Ketika sang arjuna menjatuhkan panahnya
Tak ada insan yang mampu menghindarinya
Hati terbutakan oleh rindu yang menganga
Seakan dialah insan yang paling merana

Kita hanya mampu terdiam dan menatap
Membisikkan seribu satu bahasa tanpa suara
Seakan bercengkrama dalam dunia kita,
dunia fatamorgana

Kita hanya bisa menatap dalam diam
Seakan-akan mengerti akan isi hati setiap insan

Semua manusia bisa berpaling dan mengepakkan sayapnya
Tapi dia, hanya dia, tetap disana
Menatapku dalam diam

Ketika rindu mulai menguak
Seolah terbutakan oleh sesaknya perasaan
Dan dia masih bertahan disana
Menatapku dalam diam

Karena dalam satu tatapan, terdapat sejuta rindu yang menunggu untuk diungkapkan

Minggu, 06 April 2014

Another Apology


I love you
I love you to the extent I couldn’t even tell anyone how much or how deep my love for you
I love you the most. After all this time, I never felt sick or even bored with you. I realise that my feelings for you just got deeper day by day. And no one could tell me how could this happen

I love you
I love you to the extent that I love my korean-idol because he looks so similar with you. Even my self always try to deny it. Yeah, you looks like him. That’s why I love my korean-idol.
I can’t tell my self, how could I supposed to cheer you up? To make you happy just as you always do to me. Because whenever I try, I just end up depressing you and make everything get worse

I’m sorry, I’m lacking so much
I can’t be anyone who could cheer you up and make everything easier.
I’m just your silly girlfriend who loves you so deep and always want to make you happier with me even in fact I only end up hurting you.

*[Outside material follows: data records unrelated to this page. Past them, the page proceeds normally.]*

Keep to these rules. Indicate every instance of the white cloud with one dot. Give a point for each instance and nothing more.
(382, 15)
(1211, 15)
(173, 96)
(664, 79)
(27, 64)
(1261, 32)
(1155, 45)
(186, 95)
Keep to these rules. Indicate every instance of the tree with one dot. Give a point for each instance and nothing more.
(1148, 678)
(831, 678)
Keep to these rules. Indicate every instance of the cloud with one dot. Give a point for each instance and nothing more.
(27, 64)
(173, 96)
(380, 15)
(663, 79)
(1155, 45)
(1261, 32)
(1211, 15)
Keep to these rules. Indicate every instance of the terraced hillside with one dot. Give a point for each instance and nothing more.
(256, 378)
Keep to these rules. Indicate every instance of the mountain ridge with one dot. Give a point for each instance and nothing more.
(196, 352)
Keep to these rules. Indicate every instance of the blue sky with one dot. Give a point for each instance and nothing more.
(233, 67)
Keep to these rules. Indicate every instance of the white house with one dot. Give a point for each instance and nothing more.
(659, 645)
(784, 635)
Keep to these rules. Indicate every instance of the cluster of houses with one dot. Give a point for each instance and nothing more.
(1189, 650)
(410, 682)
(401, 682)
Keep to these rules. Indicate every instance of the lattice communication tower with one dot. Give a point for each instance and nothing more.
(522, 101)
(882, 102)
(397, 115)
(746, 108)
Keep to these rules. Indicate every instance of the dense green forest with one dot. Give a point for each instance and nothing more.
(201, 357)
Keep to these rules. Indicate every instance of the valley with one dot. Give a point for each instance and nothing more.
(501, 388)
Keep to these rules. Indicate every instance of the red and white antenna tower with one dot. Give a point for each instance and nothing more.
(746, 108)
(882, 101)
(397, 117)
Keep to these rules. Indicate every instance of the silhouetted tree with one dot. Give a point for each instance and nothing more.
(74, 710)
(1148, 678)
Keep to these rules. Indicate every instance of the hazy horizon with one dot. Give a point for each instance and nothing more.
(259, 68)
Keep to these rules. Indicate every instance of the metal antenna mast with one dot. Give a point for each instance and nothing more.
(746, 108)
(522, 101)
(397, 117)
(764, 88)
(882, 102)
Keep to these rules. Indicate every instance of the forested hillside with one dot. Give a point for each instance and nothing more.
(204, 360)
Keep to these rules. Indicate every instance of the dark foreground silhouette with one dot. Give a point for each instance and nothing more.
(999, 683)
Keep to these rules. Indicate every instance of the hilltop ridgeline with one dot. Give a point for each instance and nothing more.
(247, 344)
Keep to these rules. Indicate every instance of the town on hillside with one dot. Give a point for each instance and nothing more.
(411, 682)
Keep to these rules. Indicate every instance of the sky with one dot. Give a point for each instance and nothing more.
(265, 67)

I know you can do everything well. Because you’re the best. And my heart is never wrong to judge person.
You’ll be a great person someday. I know. You were born on a very lovely family and great parents. So I know, someday you’ll as great as they are or ever greater than them

So baby, cheer up!!
This is just a beginning. You have to be wiser and tougher. Everything is gonna be alright. I'll be right here beside you whatever and whenever
At the very last, I wanna tell you words that you might be sick to hear of, but it always come from the deepest of my heart,


"I love you"


21:41
Your Silly GF

Sabtu, 11 Januari 2014

Nearly 20th

I can't believe I'll turn to 20th soon. This year. So many big things happen on my way to face the precious 20. Banyak kejadian yg bukan hanya menguji mental dan fisikku. Tetapi, menguji kedewasaan dan kedekatanku dengan-Nya. Perjalanan menjelang berkepala 2 memang teramat sangat berat. But yeah, this is just a beginning. Akan semakin banyak hal-hal menakjubkan yg nyaris saja membutakan mata, hati, dan pikiran menanti. Not only me, but my friends on the same age are struggling too. Banyak orang yg bilang, bahwa umur 20 adalah titik balik kehidupan. Umur dimana kita harus mulai berpikiran untuk masa depan yg lebih panjang. Umur disaat satu per-satu orang kesayang kita mulai meninggalkan kita dan memaksa kita untuk hidup mandiri. Sendiri.

So many big things happen last year. I really mean it: so many. Big things. Happen. I thought I wouldn't survive at first. That was just too much for me. I can't believe that the blood relationship means nothing if you can't appreciate it well. Hubungan darah bukanlah menjadi jaminan bahwa ke depannya tidak akan ada batu sandungan yg besar yg nyaris mengaburkan hubungan tersebut. Ya, terlalu banyak hal terjadi yg membuatku paham, semakin hari, kedewasaan memegang peran penting dalam me-manage kepribadian kita.

So......am I qualified enough to become a 20 years woman? Even tough I definitely prefer being on my teen age, I have to face it. Face my 20 age. Banyak orang yg bilang, "Live while we're young" tapi aku tidak. I'll live happily and wisely even on my mid-20th, mid-50th, or maybe on my mid-70th.

Life's short. So take a chance to make a new decisions. Have courage and confident to face all the risks that will block your path. Cheers!